Elements of Chemistry, by Antoine Lavoisier

Chapter XII.

Of the Decomposition of Vegetable and Animal Substances by the Action of Fire.

Before we can thoroughly comprehend what takes place during the decomposition of vegetable substances by fire, we must take into consideration the nature of the elements which enter into their composition, and the different affinities which the particles of these elements exert upon each other, and the affinity which caloric possesses with them. The true constituent elements of vegetables are hydrogen, oxygen, and charcoal: These are common to all vegetables, and no vegetable can exist without them: Such other substances as exist in particular vegetables are only essential to the composition of those in which they are found, and do not belong to vegetables in general.

Of these elements, hydrogen and oxygen have a strong tendency to unite with caloric, and be converted into gas, whilst charcoal is a fixed element, having but little affinity with caloric. On the other hand, oxygen, which, in the usual temperature, tends nearly equally to unite with hydrogen and with charcoal, has a much stronger affinity with charcoal when at the red heat24, and then unites with it to form carbonic acid.

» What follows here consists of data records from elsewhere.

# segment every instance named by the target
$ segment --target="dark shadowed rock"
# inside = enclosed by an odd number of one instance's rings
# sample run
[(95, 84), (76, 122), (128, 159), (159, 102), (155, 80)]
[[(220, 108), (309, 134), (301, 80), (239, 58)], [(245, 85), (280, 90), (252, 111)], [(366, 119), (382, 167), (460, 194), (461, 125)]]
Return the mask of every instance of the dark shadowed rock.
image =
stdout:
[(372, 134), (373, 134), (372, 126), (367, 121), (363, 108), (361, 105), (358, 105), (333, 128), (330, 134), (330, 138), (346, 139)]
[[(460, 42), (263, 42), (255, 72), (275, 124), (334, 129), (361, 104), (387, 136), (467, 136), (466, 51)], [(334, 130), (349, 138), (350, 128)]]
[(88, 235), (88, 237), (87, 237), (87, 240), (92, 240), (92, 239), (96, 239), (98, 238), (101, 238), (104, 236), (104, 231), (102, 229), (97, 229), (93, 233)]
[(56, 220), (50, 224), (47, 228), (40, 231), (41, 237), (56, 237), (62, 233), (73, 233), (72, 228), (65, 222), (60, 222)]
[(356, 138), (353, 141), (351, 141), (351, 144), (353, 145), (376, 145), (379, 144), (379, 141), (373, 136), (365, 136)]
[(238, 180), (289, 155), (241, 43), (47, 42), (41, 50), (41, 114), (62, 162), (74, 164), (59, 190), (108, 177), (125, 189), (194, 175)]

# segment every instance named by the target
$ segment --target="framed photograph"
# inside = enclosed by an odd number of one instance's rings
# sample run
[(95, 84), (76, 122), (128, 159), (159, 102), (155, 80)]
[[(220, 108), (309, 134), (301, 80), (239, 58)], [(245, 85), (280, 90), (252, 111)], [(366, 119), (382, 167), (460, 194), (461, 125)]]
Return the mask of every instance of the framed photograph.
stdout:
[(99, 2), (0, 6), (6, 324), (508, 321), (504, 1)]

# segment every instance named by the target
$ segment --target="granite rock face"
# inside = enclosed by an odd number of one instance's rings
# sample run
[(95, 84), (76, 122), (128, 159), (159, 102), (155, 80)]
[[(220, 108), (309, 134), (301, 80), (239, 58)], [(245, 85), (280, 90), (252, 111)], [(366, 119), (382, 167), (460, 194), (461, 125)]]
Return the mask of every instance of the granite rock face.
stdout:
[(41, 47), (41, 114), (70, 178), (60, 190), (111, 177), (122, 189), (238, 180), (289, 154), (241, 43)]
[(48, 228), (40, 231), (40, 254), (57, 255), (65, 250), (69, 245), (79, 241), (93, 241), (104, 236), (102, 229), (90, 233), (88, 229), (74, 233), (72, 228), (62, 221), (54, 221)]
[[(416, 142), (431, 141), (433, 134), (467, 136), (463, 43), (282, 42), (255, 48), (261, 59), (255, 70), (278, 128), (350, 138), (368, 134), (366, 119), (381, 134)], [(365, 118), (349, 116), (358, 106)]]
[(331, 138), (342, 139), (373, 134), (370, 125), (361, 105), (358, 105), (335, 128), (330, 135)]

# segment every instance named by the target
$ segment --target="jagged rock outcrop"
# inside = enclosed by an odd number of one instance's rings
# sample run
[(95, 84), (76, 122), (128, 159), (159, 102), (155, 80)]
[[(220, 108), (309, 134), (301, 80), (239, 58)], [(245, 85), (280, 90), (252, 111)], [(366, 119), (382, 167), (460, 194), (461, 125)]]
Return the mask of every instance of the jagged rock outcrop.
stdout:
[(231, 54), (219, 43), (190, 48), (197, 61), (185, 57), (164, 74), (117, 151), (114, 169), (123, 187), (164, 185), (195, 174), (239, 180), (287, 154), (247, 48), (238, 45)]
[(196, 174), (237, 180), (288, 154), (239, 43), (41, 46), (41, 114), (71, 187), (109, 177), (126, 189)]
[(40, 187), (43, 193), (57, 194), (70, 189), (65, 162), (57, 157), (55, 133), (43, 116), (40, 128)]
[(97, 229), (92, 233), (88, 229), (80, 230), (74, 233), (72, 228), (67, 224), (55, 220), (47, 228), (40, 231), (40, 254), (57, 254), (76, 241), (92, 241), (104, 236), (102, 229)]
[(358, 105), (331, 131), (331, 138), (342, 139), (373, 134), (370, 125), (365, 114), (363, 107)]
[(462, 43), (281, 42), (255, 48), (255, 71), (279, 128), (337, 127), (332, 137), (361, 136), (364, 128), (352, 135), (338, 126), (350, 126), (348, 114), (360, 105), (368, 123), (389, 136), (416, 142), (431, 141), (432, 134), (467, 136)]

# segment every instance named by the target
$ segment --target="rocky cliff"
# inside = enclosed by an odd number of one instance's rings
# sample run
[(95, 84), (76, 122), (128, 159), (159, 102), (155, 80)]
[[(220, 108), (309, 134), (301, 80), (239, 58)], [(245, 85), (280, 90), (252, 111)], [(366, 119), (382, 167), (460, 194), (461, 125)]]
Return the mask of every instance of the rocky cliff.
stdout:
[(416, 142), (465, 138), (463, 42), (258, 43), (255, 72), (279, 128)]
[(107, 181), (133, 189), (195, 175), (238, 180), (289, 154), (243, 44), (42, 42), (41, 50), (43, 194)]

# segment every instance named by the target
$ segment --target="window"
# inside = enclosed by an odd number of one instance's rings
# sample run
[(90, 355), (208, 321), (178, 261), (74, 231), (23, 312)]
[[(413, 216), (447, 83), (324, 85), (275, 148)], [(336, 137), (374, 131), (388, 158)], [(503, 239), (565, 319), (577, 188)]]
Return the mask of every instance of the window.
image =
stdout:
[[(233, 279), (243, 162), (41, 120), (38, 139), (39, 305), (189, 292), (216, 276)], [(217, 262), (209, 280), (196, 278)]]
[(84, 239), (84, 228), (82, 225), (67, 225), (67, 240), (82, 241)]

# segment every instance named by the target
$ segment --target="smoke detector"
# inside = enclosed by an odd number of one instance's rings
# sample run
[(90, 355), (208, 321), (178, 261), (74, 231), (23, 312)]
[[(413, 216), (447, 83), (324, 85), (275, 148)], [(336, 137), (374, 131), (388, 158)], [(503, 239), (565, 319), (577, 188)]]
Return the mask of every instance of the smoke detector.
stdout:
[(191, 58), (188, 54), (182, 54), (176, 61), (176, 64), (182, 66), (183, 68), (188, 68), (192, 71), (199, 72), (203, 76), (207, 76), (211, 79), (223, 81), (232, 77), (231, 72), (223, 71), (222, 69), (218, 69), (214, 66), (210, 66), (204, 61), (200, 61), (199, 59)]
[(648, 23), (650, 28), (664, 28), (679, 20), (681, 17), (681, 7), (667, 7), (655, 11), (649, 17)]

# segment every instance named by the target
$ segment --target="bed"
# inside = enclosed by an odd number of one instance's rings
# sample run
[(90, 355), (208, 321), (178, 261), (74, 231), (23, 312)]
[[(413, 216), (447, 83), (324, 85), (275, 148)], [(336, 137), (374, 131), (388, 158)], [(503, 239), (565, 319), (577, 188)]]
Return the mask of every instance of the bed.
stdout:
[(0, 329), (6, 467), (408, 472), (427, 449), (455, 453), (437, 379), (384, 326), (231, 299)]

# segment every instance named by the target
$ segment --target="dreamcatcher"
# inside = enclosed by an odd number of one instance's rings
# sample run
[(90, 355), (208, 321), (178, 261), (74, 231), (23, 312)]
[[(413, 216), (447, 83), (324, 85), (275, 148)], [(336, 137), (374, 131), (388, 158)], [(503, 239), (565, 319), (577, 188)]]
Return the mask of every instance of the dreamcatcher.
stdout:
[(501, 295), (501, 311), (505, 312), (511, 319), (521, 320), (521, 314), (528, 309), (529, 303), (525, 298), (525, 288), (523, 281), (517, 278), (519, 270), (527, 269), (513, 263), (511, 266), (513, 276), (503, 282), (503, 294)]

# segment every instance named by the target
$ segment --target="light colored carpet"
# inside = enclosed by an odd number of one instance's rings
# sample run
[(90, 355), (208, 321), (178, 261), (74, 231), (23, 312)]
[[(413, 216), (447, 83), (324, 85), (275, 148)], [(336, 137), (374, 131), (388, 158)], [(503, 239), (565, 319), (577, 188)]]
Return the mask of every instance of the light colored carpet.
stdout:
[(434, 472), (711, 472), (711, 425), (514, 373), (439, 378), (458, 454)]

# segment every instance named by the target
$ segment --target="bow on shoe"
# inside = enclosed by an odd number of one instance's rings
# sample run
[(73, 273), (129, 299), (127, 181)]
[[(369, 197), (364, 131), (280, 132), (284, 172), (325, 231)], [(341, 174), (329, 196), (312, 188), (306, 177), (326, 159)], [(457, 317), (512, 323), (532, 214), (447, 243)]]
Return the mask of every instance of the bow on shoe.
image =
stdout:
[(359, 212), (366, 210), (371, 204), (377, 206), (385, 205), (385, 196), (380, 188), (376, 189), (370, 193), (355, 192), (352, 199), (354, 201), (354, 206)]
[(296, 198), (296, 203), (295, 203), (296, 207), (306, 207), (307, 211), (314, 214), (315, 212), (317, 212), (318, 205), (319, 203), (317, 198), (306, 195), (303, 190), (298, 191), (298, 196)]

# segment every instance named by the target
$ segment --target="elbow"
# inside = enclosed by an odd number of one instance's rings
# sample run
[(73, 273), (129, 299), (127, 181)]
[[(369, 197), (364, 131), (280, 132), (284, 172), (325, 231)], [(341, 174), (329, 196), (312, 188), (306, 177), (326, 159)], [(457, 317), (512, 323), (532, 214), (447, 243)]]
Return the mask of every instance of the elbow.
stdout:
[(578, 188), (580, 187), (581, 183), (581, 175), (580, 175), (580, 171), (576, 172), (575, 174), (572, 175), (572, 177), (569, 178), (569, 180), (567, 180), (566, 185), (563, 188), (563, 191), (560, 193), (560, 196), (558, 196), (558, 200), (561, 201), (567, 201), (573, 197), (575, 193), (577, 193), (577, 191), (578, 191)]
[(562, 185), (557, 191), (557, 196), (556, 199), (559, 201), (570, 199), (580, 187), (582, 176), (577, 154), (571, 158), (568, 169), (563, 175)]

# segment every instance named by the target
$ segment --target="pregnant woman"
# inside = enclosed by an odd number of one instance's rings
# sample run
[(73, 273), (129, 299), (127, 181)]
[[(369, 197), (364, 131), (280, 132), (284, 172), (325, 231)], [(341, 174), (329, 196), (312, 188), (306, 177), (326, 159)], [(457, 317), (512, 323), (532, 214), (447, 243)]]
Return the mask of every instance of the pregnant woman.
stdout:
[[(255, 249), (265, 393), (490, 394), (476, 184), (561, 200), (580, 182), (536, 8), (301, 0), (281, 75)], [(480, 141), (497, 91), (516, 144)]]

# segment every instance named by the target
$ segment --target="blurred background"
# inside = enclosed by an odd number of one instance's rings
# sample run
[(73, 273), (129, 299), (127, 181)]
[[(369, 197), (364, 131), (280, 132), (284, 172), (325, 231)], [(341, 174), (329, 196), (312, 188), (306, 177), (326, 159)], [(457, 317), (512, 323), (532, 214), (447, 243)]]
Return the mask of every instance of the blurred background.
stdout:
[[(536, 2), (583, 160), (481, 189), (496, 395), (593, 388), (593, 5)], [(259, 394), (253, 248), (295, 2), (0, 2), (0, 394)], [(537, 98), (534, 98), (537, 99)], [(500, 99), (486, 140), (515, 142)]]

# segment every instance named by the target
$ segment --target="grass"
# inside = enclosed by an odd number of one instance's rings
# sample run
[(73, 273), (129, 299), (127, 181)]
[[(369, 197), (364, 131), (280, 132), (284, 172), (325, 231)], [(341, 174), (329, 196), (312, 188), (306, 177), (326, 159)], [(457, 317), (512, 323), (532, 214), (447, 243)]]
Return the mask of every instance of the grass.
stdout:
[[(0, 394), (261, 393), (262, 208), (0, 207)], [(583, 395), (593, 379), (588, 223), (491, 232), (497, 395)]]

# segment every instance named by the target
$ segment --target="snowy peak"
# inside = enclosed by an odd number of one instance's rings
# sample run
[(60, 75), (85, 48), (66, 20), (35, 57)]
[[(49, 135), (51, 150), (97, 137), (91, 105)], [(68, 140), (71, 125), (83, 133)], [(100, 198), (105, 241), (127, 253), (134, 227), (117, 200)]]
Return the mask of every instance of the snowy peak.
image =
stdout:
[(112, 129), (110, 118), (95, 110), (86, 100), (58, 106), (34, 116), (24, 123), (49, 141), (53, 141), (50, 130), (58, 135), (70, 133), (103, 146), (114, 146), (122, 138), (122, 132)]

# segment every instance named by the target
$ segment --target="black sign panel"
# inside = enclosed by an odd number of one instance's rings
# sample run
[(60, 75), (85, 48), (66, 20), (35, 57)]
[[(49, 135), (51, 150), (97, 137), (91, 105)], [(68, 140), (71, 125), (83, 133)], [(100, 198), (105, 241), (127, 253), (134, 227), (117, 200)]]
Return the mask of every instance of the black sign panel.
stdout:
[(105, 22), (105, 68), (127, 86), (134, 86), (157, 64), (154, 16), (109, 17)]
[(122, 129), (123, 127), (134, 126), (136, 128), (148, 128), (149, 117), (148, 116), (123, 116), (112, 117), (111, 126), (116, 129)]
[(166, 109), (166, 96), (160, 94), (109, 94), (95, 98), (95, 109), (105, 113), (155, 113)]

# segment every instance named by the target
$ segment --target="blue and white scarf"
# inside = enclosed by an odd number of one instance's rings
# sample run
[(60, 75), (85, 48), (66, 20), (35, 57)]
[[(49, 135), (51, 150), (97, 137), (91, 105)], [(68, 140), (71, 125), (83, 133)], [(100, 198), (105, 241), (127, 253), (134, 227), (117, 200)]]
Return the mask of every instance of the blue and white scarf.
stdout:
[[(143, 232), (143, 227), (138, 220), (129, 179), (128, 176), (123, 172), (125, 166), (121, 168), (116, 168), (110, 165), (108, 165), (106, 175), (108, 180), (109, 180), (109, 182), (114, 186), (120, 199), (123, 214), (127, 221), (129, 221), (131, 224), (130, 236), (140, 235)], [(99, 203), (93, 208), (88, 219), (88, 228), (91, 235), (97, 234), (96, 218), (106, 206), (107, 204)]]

Although we are far from being able to appreciate all these powers of affinity, or to express their proportional energy by numbers, we are certain, that, however variable they may be when considered in relation to the quantity of caloric with which they are combined, they are all nearly in equilibrium in the usual temperature of the atmosphere; hence vegetables neither contain oil25, water, nor carbonic acid, tho' they contain all the elements of these substances. The hydrogen is neither combined with the oxygen nor with the charcoal, and reciprocally; the particles of these three substances form a triple combination, which remains in equilibrium whilst undisturbed by caloric but a very slight increase of temperature is sufficient to overturn this structure of combination.

If the increased temperature to which the vegetable is exposed does not exceed the heat of boiling water, one part of the hydrogen combines with the oxygen, and forms water, the rest of the hydrogen combines with a part of the charcoal, and forms volatile oil, whilst the remainder of the charcoal, being set free from its combination with the other elements, remains fixed in the bottom of the distilling vessel.

When, on the contrary, we employ a red heat, no water is formed, or, at least, any that may have been produced by the first application of the heat is decomposed, the oxygen having a greater affinity with the charcoal at this degree of heat, combines with it to form carbonic acid, and the hydrogen being left free from combination with the other elements, unites with caloric, and escapes in the state of hydrogen gas. In this high temperature, either no oil is formed, or, if any was produced during the lower temperature at the beginning of the experiment, it is decomposed by the action of the red heat. Thus the decomposition of vegetable matter, under a high temperature, is produced by the action of double and triple affinities; while the charcoal attracts the oxygen, on purpose to form carbonic acid, the caloric attracts the hydrogen, and converts it into hydrogen gas.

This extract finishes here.